Between Jan 24, 2000, and Jan 24, 2008, we recruited 2733 women. Genotyping detected a pathogenic BRCA mutation in 338 (12%) patients (201 with BRCA1, 137 with BRCA2). After a median follow-up of 8·2 years (IQR 6·0-9·9), 651 (96%) of 678 deaths were due to breast cancer. There was no significant difference in overall survival between BRCA-positive and BRCA-negative patients in multivariable analyses at any timepoint (at 2 years: 97·0% [95% CI 94·5-98·4] vs 96·6% [95·8-97·3]; at 5 years: 83·8% [79·3-87·5] vs 85·0% [83·5-86·4]; at 10 years: 73·4% [67·4-78·5] vs 70·1% [67·7-72·3]; hazard ratio [HR] 0·96 [95% CI 0·76-1·22]; p=0·76). Of 558 patients with triple-negative breast cancer, BRCA mutation carriers had better overall survival than non-carriers at 2 years (95% [95% CI 89-97] vs 91% [88-94]; HR 0·59 [95% CI 0·35-0·99]; p=0·047) but not 5 years (81% [73-87] vs 74% [70-78]; HR 1·13 [0·70-1·84]; p=0·62) or 10 years (72% [62-80] vs 69% [63-74]; HR 2·12 [0·82-5·49]; p= 0·12).

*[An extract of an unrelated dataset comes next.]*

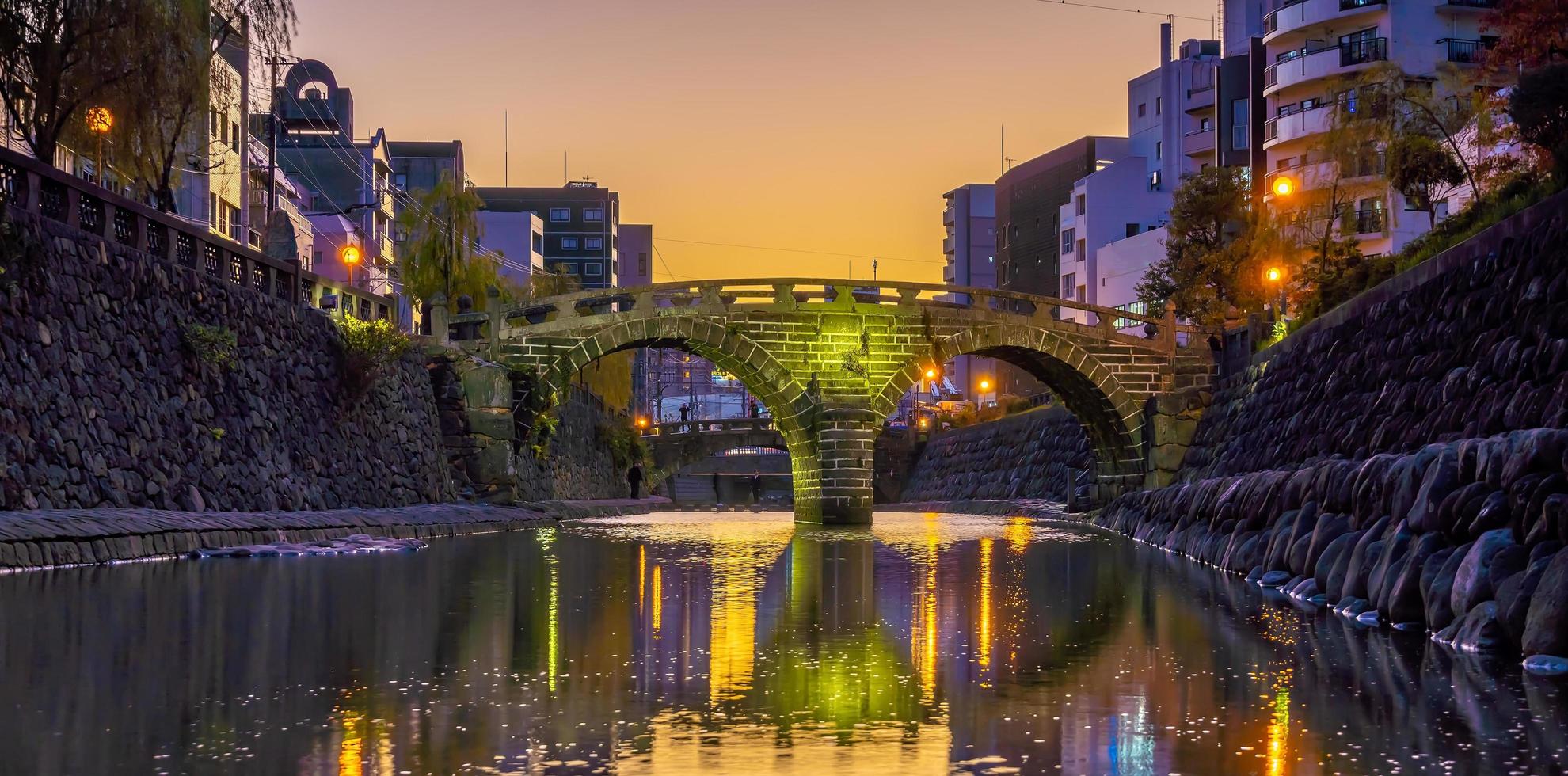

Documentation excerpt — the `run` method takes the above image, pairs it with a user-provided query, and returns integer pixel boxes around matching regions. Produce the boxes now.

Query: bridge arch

Patients with young-onset breast cancer who carry a BRCA mutation have similar survival as non-carriers. However, BRCA mutation carriers with triple-negative breast cancer might have a survival advantage during the first few years after diagnosis compared with non-carriers. Decisions about timing of additional surgery aimed at reducing future second primary-cancer risks should take into account patient prognosis associated with the first malignancy and patient preferences.


Cancer Research UK, the UK National Cancer Research Network, the Wessex Cancer Trust, Breast Cancer Now, and the PPP Healthcare Medical Trust Grant.